McDonald’s used a game-based eLearning system to launch a new till system to 1,300 restaurants. It implemented a training game by City & Guilds Kineo that afforded employees an opportunity to learn in a safe environment, to practice, and to learn from mistakes without facing frustrated customers. The game was all things that good gamified eLearning should be: addictive, purposeful and fun. But more than that, by using a simulation of their new till system, the game was pertinent, engaging, it targeted skill and knowledge, and created a memorable learning experience. So much so, that while it wasn’t mandatory, it had 145,000 visits in the first year and is still the company’s most popular employee portal page ever. Thanks to improved accuracy and a 7.9% reduction in service time, the launch of the till system was considered a success.

Sony Europe

Sony Europe created a state-of-the-art learning portal that would deliver product knowledge to their dealers, resellers and customers in an enticing way. An eLearning tool achieved this and more. How? It created a highly interactive learning experience that encouraged take up and knowledge retention; boosted proficiency in using or installing Sony products through a series of “how to” training scenarios; and it measured success and improved dealer account management through automated tracking and reporting.  The platform is so feature-rich that the learning is sustainable and on-going.

Salesforce

A year before ExactTarget was acquired by Salesforce Marketing Cloud in 2013, Scott Thomas, Director of Product, set out to find a gamified training solution prior to the roll out of their MobileConnect marketing app. He found The Knowledge Guru by Bottom-Line Performance. This customizable, online game platform teaches users through an interactive narrative that requires them to answer questions and challenges in order to ascend a mountain and deliver a “scroll of wisdom” to the Guru (a great example of narrative-based gamification). Each mountain represents a broader subject area with its own learning objectives. The game lead MobileConnect to be the company’s fastest launch in 2 years.

Walmart

Walmart implemented Axonify’s gamified eLearning platform to reduce safety incidents as well as to improve compliance procedures and performance. The program, which ran for 6 months (an important element of success) saw increased retention; Lost Time cut by more than half; and below industry average Incident Rates and DART rates (Days Away from work, job Restrictions, job Transfers). How? Through training that was fun, fast, bite-sized, personalized (learners with different expertise levels set their own pace as content changed according to their response to questions) and that encouraged learners to experience the thrill of mastery and improvement. The game mechanics included in this gamification of eLearning included friendly team-based competition, points, leaderboards, and game play plus proven scientific methods of information retention thrown in for good measure.
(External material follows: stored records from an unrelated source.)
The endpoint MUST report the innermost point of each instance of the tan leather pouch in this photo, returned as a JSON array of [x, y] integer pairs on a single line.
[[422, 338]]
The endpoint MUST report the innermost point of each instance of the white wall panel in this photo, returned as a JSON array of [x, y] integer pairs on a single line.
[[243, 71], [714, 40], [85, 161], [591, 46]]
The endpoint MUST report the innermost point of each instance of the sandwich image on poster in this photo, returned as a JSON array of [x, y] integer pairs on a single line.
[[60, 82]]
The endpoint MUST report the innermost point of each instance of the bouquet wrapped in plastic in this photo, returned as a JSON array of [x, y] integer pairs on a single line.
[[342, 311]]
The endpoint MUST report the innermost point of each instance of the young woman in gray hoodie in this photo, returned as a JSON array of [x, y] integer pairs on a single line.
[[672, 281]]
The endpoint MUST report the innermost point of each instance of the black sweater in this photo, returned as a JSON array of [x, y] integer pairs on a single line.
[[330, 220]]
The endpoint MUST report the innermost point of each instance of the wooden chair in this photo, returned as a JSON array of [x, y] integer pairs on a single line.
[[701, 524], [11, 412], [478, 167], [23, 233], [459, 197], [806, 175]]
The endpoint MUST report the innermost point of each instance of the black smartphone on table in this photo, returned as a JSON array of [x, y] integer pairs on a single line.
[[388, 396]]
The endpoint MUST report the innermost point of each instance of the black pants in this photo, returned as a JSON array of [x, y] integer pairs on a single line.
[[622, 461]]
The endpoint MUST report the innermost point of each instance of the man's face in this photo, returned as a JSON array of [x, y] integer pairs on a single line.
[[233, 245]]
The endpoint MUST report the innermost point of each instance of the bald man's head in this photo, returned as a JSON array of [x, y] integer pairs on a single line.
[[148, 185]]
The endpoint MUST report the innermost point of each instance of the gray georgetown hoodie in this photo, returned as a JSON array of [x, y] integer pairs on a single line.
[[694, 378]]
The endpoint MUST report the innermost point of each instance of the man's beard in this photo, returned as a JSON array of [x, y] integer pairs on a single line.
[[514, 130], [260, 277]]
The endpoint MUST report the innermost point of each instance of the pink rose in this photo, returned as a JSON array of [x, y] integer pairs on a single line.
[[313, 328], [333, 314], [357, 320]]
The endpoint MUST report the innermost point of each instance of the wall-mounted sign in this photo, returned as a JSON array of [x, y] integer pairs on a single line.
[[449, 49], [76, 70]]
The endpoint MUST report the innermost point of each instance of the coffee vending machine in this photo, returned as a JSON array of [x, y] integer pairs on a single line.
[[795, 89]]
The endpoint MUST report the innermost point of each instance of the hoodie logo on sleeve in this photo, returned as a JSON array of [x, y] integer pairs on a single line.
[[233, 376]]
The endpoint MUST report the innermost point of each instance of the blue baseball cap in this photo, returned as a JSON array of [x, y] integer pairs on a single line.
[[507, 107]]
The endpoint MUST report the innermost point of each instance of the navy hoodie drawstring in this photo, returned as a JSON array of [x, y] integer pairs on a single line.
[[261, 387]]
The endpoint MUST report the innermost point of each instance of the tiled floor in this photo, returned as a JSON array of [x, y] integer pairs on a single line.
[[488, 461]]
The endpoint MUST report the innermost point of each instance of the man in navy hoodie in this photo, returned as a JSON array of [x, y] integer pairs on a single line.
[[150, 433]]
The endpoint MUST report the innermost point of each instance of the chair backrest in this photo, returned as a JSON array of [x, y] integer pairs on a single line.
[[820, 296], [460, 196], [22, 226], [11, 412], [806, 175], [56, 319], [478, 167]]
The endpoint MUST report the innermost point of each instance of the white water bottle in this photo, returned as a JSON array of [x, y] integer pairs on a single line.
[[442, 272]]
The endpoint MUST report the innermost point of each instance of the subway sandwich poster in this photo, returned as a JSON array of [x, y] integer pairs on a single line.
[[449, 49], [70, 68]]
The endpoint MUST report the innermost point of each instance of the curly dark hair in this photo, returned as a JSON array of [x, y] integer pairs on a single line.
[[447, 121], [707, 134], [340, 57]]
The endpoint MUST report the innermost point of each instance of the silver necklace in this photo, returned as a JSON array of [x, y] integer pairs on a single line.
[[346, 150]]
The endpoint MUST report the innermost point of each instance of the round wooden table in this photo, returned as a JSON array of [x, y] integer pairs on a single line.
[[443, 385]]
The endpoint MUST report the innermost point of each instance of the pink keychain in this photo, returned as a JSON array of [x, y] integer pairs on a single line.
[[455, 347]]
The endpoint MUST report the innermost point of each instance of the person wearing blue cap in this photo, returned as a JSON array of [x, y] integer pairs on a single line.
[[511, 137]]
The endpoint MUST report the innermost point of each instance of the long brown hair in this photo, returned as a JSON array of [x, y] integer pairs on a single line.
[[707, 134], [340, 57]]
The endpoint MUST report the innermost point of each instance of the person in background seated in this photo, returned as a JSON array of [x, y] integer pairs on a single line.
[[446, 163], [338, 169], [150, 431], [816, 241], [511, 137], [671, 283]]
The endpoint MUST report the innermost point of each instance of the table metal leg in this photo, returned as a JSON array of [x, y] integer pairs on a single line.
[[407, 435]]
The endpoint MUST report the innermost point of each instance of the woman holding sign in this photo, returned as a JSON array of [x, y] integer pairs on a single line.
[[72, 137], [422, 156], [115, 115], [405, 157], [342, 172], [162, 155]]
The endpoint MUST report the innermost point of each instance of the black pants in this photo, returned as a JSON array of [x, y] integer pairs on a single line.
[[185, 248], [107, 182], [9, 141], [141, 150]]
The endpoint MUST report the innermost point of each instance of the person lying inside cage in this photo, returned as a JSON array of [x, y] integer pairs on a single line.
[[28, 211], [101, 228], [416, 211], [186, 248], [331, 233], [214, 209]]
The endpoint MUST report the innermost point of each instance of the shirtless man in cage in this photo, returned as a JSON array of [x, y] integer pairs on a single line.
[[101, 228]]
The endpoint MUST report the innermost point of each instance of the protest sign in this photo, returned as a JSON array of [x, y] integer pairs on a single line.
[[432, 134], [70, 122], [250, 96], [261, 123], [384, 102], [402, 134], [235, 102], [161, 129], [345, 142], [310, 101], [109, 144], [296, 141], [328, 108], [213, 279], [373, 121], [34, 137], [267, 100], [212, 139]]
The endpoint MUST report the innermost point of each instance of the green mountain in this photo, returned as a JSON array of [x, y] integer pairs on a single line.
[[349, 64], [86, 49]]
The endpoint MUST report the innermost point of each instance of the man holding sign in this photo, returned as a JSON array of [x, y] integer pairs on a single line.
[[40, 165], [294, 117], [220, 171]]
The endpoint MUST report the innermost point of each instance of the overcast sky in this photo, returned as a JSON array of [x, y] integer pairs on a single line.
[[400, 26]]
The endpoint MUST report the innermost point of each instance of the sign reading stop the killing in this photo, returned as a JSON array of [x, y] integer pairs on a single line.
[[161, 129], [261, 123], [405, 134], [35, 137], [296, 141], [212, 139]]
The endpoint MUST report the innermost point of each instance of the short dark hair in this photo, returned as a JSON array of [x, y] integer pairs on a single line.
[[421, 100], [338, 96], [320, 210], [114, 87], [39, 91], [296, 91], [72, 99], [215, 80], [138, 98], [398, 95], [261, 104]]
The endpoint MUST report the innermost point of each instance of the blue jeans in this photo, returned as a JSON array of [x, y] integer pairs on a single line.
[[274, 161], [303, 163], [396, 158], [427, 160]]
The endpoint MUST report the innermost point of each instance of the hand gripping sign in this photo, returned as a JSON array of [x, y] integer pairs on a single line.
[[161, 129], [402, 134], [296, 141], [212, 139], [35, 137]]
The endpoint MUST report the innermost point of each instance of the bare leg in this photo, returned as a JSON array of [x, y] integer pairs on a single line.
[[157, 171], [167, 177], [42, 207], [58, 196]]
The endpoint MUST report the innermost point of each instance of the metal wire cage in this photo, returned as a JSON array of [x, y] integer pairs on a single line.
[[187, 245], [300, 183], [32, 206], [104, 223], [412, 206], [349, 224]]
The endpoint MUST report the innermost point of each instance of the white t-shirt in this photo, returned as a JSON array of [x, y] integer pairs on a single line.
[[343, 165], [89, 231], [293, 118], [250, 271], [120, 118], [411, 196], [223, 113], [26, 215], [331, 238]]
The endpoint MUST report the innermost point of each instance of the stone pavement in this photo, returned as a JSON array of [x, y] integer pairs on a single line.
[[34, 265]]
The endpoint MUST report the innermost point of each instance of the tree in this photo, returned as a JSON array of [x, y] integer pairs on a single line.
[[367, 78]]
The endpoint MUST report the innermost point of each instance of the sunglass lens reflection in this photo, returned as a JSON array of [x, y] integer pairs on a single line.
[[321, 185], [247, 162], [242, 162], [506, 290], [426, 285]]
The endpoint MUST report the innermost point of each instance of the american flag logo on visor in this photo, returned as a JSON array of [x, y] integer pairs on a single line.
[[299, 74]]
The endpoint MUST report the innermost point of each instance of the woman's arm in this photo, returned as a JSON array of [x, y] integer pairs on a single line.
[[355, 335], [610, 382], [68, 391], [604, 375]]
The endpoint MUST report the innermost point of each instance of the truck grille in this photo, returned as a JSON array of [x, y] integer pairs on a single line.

The fact that more than 75,000 U.S. Walmart associates still spend a couple of minutes a day receiving safety culture content, often in the form of questions, proves the success of the project. No traditional rote learning, weeks-long course or PPTs (yes, even the one that broke the Guinness Record for the most number of graphs ever) could have such an impact on a learner. An impact, as we said earlier, that motivates employees to learn, engages them, and even inspires them to want to refresh their memories. After all — who ever re-reads (if you even read it in the first place) that colossal document you received day one on the job that was meant to be the sacred writ on all things involving your tasks?